2. Décors et ambiances caractéristiques
- Architecture gothique — églises extérieures ou intérieures (La Juive de Halévy, Les Huguenots et Le Prophète de Meyerbeer, Faust de Gounod).
- Couvents et monastères.
- Châteaux anciens (Le Trouvère de Verdi, Robert le Diable de Meyerbeer, Lucia di Lammermoor de Donizetti, La Nonne Sanglante de Gounod, Pelléas et Mélisande de Debussy, Le Château de Barbe-Bleue de Bartók).
- Cryptes (Robert le Diable, Roméo et Juliette).
- Cimetières (Un Bal Masqué, Lucia di Lammermoor).
- Forêts profondes et nature mystérieuse (Der Freischütz de Weber, Mireille de Gounod — scène du « Val d’Enfer »).
- Fontaines mystérieuses (Lucia di Lammermoor, Pelléas et Mélisande).


3. Figures récurrentes
Parmi les personnages privilégiés par ce goût du gothique :
- Les avatars du Diable ;
- Le religieux persécuteur (Inquisition), la sorcière, le démon, l’ange déchu, le maudit, le vampire… ;
- Les pactes infernaux, les secrets du passé qui hantent le présent ;
- Les fantômes et apparitions (La Nonne Sanglante, Le Roi d’Ys, Macbeth, Hamlet, Le Vaisseau Fantôme, La Dame de Pique, Le Tour d’Écrou).
Exemple : le mythe de Faust et ses adaptations
Exemple : Robert le Diable — Bertram « Nonnes qui reposez »
Fantômes / Apparitions — par exemple La Nonne Sanglante de Gounod, Le Roi d’Ys de Lalo, Macbeth de Verdi, Hamlet de Thomas, Le Vaisseau Fantôme de Wagner, La Dame de Pique de Tchaïkovski, Le Tour d’Écrou de Britten.
4. Romans de chevalerie et contes du Graal
Wagner : Lohengrin, Tannhäuser, Parsifal, Tristan und Isolde ; Le Roi Arthus (Chausson), Merlin (Albéniz).
Redécouvertes de légendes du Moyen Âge : Robert le Diable (Meyerbeer), Le Roi d’Ys (Lalo), Grisélidis (Massenet), Le Chevalier au Cygne (Lohengrin), ainsi que contes et légendes de Russie et d’Europe de l’Est.
Histoires situées à l’époque médiévale : Richard Cœur de Lion (Grétry), Francesca da Rimini (Zandonai), Le Jongleur de Notre-Dame (Massenet).
5. Shakespeare à l’opéra
Le gothique, lié au romantisme naissant, s’accompagne d’un engouement pour l’histoire et le passé.

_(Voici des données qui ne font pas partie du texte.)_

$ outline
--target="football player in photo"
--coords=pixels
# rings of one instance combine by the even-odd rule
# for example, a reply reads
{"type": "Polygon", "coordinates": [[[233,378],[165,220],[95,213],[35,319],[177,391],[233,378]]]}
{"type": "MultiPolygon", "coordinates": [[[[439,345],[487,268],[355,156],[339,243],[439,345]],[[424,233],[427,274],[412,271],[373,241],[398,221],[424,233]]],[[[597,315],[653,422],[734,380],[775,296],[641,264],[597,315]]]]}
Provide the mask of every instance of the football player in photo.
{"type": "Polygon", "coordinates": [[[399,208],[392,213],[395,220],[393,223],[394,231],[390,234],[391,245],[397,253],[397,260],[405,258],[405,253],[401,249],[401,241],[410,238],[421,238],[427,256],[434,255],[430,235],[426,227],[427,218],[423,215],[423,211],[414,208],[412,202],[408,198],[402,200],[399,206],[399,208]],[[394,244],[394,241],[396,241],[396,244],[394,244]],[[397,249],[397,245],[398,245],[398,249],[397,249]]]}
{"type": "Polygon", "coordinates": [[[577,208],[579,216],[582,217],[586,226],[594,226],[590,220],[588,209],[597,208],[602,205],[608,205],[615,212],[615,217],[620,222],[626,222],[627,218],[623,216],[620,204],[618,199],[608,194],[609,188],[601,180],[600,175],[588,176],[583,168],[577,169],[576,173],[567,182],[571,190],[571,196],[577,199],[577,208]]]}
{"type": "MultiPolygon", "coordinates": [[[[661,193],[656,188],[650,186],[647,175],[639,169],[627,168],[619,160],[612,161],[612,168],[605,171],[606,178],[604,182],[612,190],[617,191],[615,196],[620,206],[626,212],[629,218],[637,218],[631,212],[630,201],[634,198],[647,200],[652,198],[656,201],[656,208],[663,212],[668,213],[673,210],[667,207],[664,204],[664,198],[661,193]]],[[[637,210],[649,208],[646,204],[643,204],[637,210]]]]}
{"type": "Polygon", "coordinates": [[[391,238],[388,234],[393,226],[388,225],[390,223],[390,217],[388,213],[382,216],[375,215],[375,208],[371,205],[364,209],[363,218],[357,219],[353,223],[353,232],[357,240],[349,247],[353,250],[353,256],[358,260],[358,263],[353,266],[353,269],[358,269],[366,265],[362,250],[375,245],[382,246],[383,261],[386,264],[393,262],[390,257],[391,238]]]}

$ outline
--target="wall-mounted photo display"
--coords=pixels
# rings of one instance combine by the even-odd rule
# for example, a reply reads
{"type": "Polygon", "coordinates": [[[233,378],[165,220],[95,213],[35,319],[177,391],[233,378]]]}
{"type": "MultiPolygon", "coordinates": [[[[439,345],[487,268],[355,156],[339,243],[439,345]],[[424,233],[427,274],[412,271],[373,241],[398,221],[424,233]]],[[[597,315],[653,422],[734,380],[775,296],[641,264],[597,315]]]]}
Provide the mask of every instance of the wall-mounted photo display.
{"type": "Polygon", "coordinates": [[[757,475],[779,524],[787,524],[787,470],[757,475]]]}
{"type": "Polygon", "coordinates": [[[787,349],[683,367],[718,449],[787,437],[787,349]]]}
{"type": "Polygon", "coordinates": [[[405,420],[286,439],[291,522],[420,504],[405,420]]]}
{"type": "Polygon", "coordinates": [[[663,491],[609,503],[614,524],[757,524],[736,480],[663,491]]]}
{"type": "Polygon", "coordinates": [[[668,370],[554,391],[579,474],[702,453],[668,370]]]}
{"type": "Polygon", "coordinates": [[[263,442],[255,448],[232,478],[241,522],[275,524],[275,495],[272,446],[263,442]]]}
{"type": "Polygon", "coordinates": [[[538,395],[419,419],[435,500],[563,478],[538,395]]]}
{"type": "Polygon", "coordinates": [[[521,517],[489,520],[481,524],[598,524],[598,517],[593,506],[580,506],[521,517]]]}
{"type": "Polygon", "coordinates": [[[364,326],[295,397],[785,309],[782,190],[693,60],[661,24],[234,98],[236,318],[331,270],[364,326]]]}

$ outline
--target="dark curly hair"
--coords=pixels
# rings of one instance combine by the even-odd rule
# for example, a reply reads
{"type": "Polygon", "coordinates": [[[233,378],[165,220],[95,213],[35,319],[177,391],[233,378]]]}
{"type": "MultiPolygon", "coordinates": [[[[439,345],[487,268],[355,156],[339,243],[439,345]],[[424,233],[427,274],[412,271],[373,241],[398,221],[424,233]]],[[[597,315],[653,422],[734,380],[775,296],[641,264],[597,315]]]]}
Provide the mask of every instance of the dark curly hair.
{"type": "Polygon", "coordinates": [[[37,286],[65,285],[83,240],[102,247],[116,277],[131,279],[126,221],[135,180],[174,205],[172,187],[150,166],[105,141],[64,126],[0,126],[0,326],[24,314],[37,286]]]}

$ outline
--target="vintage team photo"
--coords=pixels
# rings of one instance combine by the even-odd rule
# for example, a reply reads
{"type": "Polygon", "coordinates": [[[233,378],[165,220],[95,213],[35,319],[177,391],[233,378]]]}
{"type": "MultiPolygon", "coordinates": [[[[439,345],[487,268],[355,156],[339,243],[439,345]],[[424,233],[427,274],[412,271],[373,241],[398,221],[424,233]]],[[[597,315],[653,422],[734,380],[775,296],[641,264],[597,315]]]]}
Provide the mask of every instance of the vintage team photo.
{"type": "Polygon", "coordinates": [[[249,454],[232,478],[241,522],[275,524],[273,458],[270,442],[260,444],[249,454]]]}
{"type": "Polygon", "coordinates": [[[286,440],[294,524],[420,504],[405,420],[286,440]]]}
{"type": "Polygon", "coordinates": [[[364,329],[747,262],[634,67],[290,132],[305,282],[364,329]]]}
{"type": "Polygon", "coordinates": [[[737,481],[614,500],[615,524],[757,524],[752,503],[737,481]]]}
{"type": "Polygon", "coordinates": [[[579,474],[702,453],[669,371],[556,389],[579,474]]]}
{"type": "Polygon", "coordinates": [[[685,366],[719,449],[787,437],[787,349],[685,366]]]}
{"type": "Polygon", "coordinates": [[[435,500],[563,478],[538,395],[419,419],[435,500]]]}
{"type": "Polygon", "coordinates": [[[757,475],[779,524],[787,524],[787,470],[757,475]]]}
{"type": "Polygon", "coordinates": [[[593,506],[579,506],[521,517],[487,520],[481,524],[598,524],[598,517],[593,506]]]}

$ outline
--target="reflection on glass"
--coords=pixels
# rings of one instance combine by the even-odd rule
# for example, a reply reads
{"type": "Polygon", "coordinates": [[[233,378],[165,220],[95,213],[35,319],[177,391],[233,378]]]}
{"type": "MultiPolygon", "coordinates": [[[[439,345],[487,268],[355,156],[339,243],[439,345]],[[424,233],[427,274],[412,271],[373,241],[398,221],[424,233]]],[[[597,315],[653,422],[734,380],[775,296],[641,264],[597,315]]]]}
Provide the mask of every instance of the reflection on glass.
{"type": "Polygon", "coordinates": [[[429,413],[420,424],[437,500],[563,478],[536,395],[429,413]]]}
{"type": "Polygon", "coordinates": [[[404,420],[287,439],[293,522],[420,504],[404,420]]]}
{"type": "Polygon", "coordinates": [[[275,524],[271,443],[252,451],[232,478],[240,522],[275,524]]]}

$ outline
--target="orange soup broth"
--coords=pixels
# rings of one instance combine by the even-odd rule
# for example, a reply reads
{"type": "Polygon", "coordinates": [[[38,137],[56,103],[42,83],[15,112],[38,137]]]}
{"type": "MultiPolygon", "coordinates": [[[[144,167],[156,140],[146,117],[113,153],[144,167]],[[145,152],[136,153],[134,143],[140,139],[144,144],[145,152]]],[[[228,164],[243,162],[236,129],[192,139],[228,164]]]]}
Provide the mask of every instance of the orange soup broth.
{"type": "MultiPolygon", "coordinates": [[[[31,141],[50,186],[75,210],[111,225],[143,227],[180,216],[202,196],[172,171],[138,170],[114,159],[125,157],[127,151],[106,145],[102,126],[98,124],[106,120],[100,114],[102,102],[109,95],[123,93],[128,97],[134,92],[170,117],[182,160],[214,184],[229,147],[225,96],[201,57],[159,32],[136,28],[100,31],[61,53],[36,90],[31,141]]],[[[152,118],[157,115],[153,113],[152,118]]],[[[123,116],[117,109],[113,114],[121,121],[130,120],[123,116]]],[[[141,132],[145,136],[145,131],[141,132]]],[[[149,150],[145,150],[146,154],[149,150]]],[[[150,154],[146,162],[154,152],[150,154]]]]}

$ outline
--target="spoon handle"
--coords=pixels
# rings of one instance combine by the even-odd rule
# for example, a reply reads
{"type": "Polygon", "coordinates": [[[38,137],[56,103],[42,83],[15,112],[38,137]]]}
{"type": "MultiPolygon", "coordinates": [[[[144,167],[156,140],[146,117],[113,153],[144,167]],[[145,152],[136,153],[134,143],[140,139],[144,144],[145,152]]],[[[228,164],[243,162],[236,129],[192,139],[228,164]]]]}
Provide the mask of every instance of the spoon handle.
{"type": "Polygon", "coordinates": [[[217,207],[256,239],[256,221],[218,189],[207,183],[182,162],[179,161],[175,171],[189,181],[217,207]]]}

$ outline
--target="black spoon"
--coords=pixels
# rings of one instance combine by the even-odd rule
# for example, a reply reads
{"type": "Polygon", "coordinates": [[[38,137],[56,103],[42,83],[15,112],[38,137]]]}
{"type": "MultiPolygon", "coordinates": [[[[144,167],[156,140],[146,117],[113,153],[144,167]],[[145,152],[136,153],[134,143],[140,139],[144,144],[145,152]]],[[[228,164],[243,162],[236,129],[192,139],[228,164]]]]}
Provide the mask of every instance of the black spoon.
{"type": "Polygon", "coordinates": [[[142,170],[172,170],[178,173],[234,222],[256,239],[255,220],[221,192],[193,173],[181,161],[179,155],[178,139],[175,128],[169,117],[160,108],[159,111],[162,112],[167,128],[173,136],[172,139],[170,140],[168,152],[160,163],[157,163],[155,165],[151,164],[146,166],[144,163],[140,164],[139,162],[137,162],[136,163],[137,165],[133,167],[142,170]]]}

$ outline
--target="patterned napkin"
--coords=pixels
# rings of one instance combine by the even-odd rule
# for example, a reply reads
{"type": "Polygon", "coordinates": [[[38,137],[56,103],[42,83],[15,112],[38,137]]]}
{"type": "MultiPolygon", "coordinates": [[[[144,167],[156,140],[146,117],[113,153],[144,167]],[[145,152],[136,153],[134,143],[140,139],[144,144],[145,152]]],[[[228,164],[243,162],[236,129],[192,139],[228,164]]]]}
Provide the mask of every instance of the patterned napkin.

Cela entraîne le retour à des décors prisés du théâtre élisabéthain : châteaux hantés (Macbeth, Hamlet), cryptes (Roméo et Juliette), cimetières (Hamlet), sabbats de sorcières (Macbeth).
Hamlet de Thomas, Roméo et Juliette de Gounod, et surtout Verdi avec Macbeth, Otello, Falstaff — seul Macbeth pouvant être qualifié de gothique.
6. Effets musicaux récurrents : vers un style gothique
- Utilisation de la musique religieuse et de l’orgue (Faust).
- Tournures modales évoquant un Moyen Âge idéalisé (Ballade du Roi de Thulé, Grisélidis, chanson de Mélisande).
Les tournures modales du XIXe siècle sont une recréation fantasmatique d’un langage médiéval, non une restitution fidèle. Elles appartiennent à une panoplie stylistique destinée à « évoquer » le passé.
Le « style fantastique » développe un vocabulaire musical pour décrire l’infernal : triton (« diable dans la musique »), dissonances inquiétantes, références au Commandeur de Don Giovanni.
Scènes de sorcellerie : Un Bal Masqué de Verdi.
Dans Le Freischütz de Weber, la Gorge aux Loups sert de modèle musical aux scènes infernales suivantes.
7. Pourquoi ce succès du gothique à l’opéra ?
- Plaire à un nouveau public bourgeois avide de décors spectaculaires et d’ambiances inédites.
- Spectaculaire : églises gothiques, prises de forteresse, effets théâtraux.
- Exotisme : dépaysement historique et musical.
- Retour aux sources nationales : légendes allemandes (Weber, Wagner) ou françaises.
- Dimension psychologique à la fin du XIXe : les châteaux et forêts deviennent des symboles de l’inconscient (Pelléas et Mélisande).
Souvent, dans l’opéra-comique, le « fantastique » se révèle explicable (La Dame Blanche de Boieldieu) ou prend une dimension parodique (Offenbach, Barbe-Bleue).
Dans Le Château de Barbe-Bleue de Bartók, l’ouverture des portes correspond à une plongée dans l’âme de Barbe-Bleue.
Tout ceci n’est qu’un aperçu d’un sujet vaste, développé dans ma conférence « Le gothique à l’opéra ».